GridSearchCV(cv=3, error_score=nan,
             estimator=SVC(C=1.0, break_ties=False, cache_size=200,
                           class_weight=None, coef0=0.0,
                           decision_function_shape='ovr', degree=3,
                           gamma='scale', kernel='rbf', max_iter=-1,
                           probability=False, random_state=None, shrinking=True,
                           tol=0.001, verbose=False),
             iid='deprecated', n_jobs=None,
             param_grid=[{'C': [10000000], 'gamma': [1e-13],
                          'kernel': ['rbf']}],
             pre_dispatch='2*n_jobs', refit=True, return_train_score=False,
             scoring=None, verbose=100)

## Review results

Finally, we'll print the results of the cross validation. For each combination of parameters, we can see:

* the validation score for each fold
* the mean validation score
* the standard deviation of the validation score
* the rank, by mean validation score

(in the report, the "test" scores are validation scores.)

In [43]:
pd.DataFrame(clf.cv_results_)

Unnamed: 0,mean_fit_time,std_fit_time,mean_score_time,std_score_time,param_C,param_gamma,param_kernel,params,split0_test_score,split1_test_score,split2_test_score,mean_test_score,std_test_score,rank_test_score
0,9.537126,0.098427,7.408562,0.085891,10000000,1e-13,rbf,"{'C': 10000000, 'gamma': 1e-13, 'kernel': 'rbf'}",0.912418,0.917792,0.909691,0.9133,0.003366,1


## Evaluate performance of the re-fitted model

We can see the "best" parameters, with which the model was re-fitted:

In [44]:
print(clf.best_params_)

{'C': 10000000, 'gamma': 1e-13, 'kernel': 'rbf'}


And we can evaluate the re-fitted model on the test set. (Note that the `GridSearchCV` only used the training set; we have not used the test set at all for model fitting.)

In [45]:
y_pred = clf.predict(X_test)

In [46]:
accuracy_score(y_pred, y_test)

0.9243333333333333

## Assignment
 
The results of a `GridSearchCV` are only as good as the combinations of hyperparameters we test in the grid. 
 
* If the range of hyperparameter values is too narrow (it excludes good values), the model accuracy will be lower that it would be with a better choice of hyperparameters.
* If the search space is large with a fine resolution, the grid search will take a very long time.
* If the search space is large with a coarse resolution, we may not find a good combination of hyperparameters.

In the demo above, I did not use a good parameter grid. For your assignment, try to improve the parameter grid, and re-run the notebook with your modified parameter grid.

Explain the results. In particular, explain: if *I* would run your notebook, with exactly the parameter grid you defined, would I be confident that the SVM performance is about as good as it can be? Why?

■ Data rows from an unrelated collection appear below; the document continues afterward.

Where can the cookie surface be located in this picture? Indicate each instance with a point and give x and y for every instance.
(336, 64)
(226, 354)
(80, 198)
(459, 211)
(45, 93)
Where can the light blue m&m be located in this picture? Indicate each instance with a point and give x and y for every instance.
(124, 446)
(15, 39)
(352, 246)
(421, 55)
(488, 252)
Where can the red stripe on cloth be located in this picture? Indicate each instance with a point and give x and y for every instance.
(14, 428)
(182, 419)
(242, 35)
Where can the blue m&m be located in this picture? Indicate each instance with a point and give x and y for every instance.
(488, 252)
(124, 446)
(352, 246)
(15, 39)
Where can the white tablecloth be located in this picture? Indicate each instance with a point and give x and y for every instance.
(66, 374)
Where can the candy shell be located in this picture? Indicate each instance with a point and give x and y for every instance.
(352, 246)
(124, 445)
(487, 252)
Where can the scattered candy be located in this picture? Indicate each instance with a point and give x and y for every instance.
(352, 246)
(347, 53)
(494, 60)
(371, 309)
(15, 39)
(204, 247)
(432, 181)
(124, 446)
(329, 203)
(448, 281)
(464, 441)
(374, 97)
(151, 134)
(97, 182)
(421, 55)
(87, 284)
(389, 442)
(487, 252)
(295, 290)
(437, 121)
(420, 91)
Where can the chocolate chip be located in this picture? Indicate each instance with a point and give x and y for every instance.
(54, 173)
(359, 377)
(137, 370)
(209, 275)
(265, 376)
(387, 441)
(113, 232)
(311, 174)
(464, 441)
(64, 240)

**Answer:** No. The performance will vary if the same notebook runs in diffrent machine, because the training set and testing set it chooses are randomly decided, so there will be different between the training set used to train the model, thus the performance of model for testing set will also be different.

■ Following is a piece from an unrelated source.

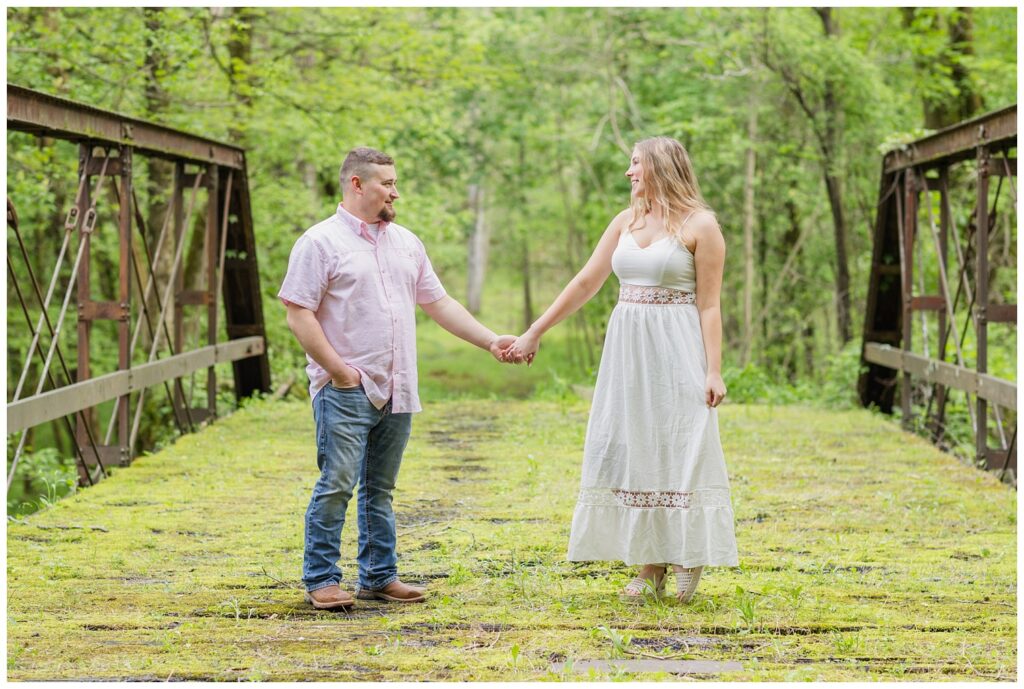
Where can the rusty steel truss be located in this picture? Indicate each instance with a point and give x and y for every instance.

Also answer the following question: suppose instead of using a `GridSearchCV`, I would separately run one `KFoldCV` over a range of values of $C$, one `KFoldCV` over a range of values of $\gamma$, and one `KFoldCV` for two values of `kernel`. In other words, I would independently select a best value for each hyperparameter. Would this be a good strategy? Why or why not?

**Answer:** I do not think this would be a good strategy and we cannot independently select a best value for each hyperparameter. Because the hyperparameter are somehow correlated which means if I just change one of them, we cannot guarantee that the performance of our model trained will increase. So a better way would be identifying the correlation between those two parameter and select them by changing both parameters together and observe the performance throught that.

Submit the PDF version of the notebook, including your explanation.